Libya oil chief says geopolitics adding $20 to oil prices
Paris (Platts)--15Aug2006
Libya's top oil official said Tuesday that geopolitical tensions in the
Middle East and other key oil-producing nations had added as much as
$20/barrel to the price of oil, and that OPEC was powerless to bring down high
oil prices which earlier this month climbed to a new $78.65/barrel record.
"OPEC has done all that it could. We increased the production, we don't
have much more to increase. What is happening in the market is nothing to do
with supply and demand," the head of Libya's National Oil Corporation Shokri
Ghanem told Platts by telephone from Tripoli.
Oil prices have fallen back from the highs of more than $78/barrel first
reached last month, slipping again Tuesday as a UN-brokered ceasefire in
Lebanon entered its second day.
North Sea Brent was trading around $74/barrel at 1238 GMT, $4.65/barrel
below the all-time high set August 8 after BP's announcement two days earlier
that it was shutting its Prudhoe Bay oil field in Alaska because of corrosion
in the pipeline network. US light sweet crude was trading at $73.30/barrel on
the Access electronic system.
"Certainity is what is lacking in the market. It is not about the supply
and demand. We are doing all we can but I think geopolitcal tensions have
added $20/barrel to the prices," Ghanem said.
Ghanem said said Libya, which is currently averaging between 1.65 million
b/d and 1.7 million b/d, would increase production capacity to 2 million b/d
next year and to 3 million by 2010.
"No one has done as much as Libya.

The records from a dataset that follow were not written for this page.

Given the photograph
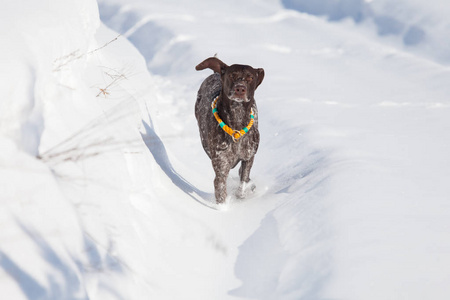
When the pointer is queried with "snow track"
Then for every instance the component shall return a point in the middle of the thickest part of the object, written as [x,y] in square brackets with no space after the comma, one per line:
[351,173]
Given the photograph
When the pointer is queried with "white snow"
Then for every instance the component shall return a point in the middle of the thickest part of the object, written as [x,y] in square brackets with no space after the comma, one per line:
[106,192]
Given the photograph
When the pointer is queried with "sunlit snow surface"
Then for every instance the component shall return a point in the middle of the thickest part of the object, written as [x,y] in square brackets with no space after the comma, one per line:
[106,192]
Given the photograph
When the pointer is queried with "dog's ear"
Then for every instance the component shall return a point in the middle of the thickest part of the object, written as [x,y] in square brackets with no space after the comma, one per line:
[214,64]
[259,76]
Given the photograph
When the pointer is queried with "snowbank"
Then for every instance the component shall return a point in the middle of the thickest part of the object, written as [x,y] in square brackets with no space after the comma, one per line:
[416,26]
[106,191]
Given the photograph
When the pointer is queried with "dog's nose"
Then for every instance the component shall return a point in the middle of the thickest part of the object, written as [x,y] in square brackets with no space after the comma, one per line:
[239,90]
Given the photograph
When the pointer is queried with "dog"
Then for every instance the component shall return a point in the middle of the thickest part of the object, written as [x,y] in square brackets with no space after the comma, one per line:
[227,118]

We are opening up our doors for more
exploration, more development. We have declared that it is our intention to
increase the production capacity next year to 2 million b/d and to 3 million
b/d in 2010, which we were producing in the 1970s," he said.
Ghanem also said OPEC, the source of 40% of the world's oil, won't hold
an emergency meeting ahead of its September 11 conference in Vienna. "We don't
think that there is any need for an emergency meeting. We are meeting next
month and I don't think OPEC can do very much for the market now."
OPEC last Thursday said it was ready to act to correct "any imbalance" in
world oil markets resulting from the partial closure of BP's Prudhoe Bay
field, and noted that its June conference in the Venezuelan capital Caracas
had authorized the OPEC president to convene an emergency meeting if this were
deemed necessary. It added, however, that it was confident that global oil
markets were adequately supplied.
The oil cartel's Vienna secretariat described the loss of Prudhoe Bay
output as "the latest in a series of events that has pushed oil prices to
successive record levels."
BP, meanwhile, has managed to maintain some output from Prudhoe Bay,
which normally produces 400,000 b/d. The company said August 12 that it had
shut the 200,000 b/d eastern operating area but hoped to boost western area
oil and NGL output, currently 150,000 b/d, to 200,000 b/d after some
maintenance work. It did not say when it hoped to complete the work.
Some 750,000 b/d of Nigerian crude production -- around a quarter of the
country's total production capacity -- remains shut in after a series of
attacks by militants on oil installations in the Niger Delta that intensified
earlier this year. Rising deepwater production has helped offset some of the
losses. Nigerian oil minister Edmund Daukoru, who is also the current
president of OPEC, said Monday that production was "coming back in tranches"
and said efforts were being made to engage community leaders in talks.